Here is my column from the October Lincoln Journal.

If you follow me on Facebook, you may have seen my post about the “Insta-brow”, a look which I am not a fan of.

I have so many requests from Mum’s of teenagers, and other ladies, who want a bit of clarity and guidance on this very internet-led trend of over-doing eyebrows.

Experimentation and the resulting trends are all well and good, but I am sorry to say, fuzzy felt is never a good look – actually I am not sorry at all.

Eyebrows are made up of lots of little hairs, some of us have more than others, buts lets get back to brows looking like brows please?!
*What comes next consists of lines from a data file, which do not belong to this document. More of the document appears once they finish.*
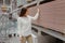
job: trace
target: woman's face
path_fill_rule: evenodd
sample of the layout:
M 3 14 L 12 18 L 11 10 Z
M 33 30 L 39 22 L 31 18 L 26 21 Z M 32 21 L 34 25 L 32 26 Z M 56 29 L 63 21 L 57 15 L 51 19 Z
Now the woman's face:
M 28 13 L 28 10 L 27 10 L 25 15 L 28 15 L 28 14 L 29 14 L 29 13 Z

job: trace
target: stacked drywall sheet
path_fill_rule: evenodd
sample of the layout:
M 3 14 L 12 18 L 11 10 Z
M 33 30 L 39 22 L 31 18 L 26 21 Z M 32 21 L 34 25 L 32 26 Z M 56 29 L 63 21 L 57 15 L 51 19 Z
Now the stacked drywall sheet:
M 35 15 L 37 6 L 30 8 L 29 14 Z M 65 33 L 65 0 L 55 0 L 39 6 L 40 15 L 34 24 Z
The 90’s have a lot to answer for, namely the complete destruction of our eyebrows – you can thank Kate Moss and crew for that.  Fast forward a couple of decades and brows are now the ultimate facial accessory.

But trends are not a new thing.  Cleopatra was the pioneer of the bold brow, while medieval ladies turned attention to their domed foreheads by plucking brows.  In the Elizabethan era many women dyed their brows with a red tone as a nod to Queen Elizabeth I.
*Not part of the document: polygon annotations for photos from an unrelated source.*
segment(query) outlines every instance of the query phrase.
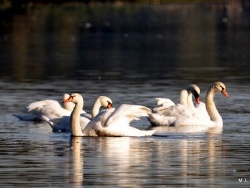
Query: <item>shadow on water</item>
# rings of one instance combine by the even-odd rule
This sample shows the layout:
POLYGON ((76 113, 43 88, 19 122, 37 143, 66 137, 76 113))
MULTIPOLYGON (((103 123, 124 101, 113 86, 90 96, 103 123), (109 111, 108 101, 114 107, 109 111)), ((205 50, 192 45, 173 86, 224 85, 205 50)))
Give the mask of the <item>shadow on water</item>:
MULTIPOLYGON (((1 187, 249 187, 249 1, 29 6, 0 16, 1 187), (179 101, 190 83, 201 100, 214 81, 220 134, 70 138, 22 122, 30 102, 64 92, 153 108, 179 101)), ((148 121, 135 124, 145 129, 148 121)))
POLYGON ((31 6, 1 18, 0 76, 248 81, 246 2, 31 6))

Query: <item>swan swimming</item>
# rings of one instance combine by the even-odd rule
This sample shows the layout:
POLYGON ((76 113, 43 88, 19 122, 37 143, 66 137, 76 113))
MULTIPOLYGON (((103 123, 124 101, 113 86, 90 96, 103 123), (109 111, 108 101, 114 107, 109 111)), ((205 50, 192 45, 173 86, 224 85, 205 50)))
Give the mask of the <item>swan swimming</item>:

The 1920’s saw the needle thin trend.  Clara Bow’s brows were plucked away and pencilled in thin and straight, extending beyond the corner of the eyes.  The 1930’s were influenced by Greta Garbo and Jean Harlow – brows had pronounced arches for added drama.

During the 1940’s brows became thicker and softer, think Grace Kelly and Lauren Bacall.  In the 1950’s Elizabeth Taylor, Marilyn Monroe and Audrey Hepburn all had lush, immaculately shaped brows.  Sophia Loren shaved off her eyebrows during the 60’s and then pencilled them in using short, thin strokes to create a bold but natural look.
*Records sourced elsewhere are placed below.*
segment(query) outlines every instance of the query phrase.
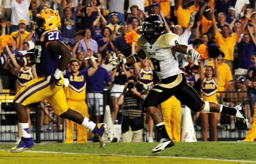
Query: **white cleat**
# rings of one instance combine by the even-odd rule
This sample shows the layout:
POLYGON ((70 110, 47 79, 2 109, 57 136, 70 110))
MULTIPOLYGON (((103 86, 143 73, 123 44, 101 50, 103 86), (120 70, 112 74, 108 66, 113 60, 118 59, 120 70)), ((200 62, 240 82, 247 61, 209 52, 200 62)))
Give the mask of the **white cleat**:
POLYGON ((163 150, 166 148, 174 146, 174 142, 170 138, 162 138, 160 143, 152 150, 152 153, 155 153, 163 150))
The 1970’s marked the return of the natural brow – Ali McGraw and Lauren Hutton were the brow role models.

In the 1980’s Brooke Shields and Madonna lead the way with busy, natural brows.

The 1990’s had brows of all shapes and sizes! Drew Barrymore sported the over-plucked look, as did Pamela Anderson.  Kristen McMenamy’s career skyrocketed after she shaved off her brows.

Today, the bold brow is back, thanks to Cara Delevingne, we are opting for the more feathery, natural look, (and no fuzzy felt in sight.)  With out high brow history now complete, here’s my guide to rehab your brows back from the brink…

Use a thin pencil/brow gel to draw on fine strokes of hair, (it is very important to choose a natural shade, look at your hair colour in the nape of your neck and don’t be too heavy handed with your product.)

If you are using a gel apply with a Louise Young LY31 brush, its the best.  Finish with a brow gel that contains fibres so it looks like you have some natural texture there.

Try using my recommended products and techniques to achieve a natural look – Bobbi Brown eyeshadow in Grey – very natural and suits most people as it has a brown undertone.  Apply this with an eyebrow brush, finish with a brow gel.

Anastasia Beverley Hills Dipbrow pomade – apply with a Louise Young LY31 brush in light, feathery strokes to create eyebrow hairs.  Finish with Volumizing eyebrow fixer by Diego Dalla Palma, (available from Marks and Spencer.)

If you prefer a pencil try a MAC/NARS brow pencil, or make sure when you buy it is quite soft and not too dark for you, always opt for the lighter option.  Black should never be an option, even if you have black hair, it looks too harsh.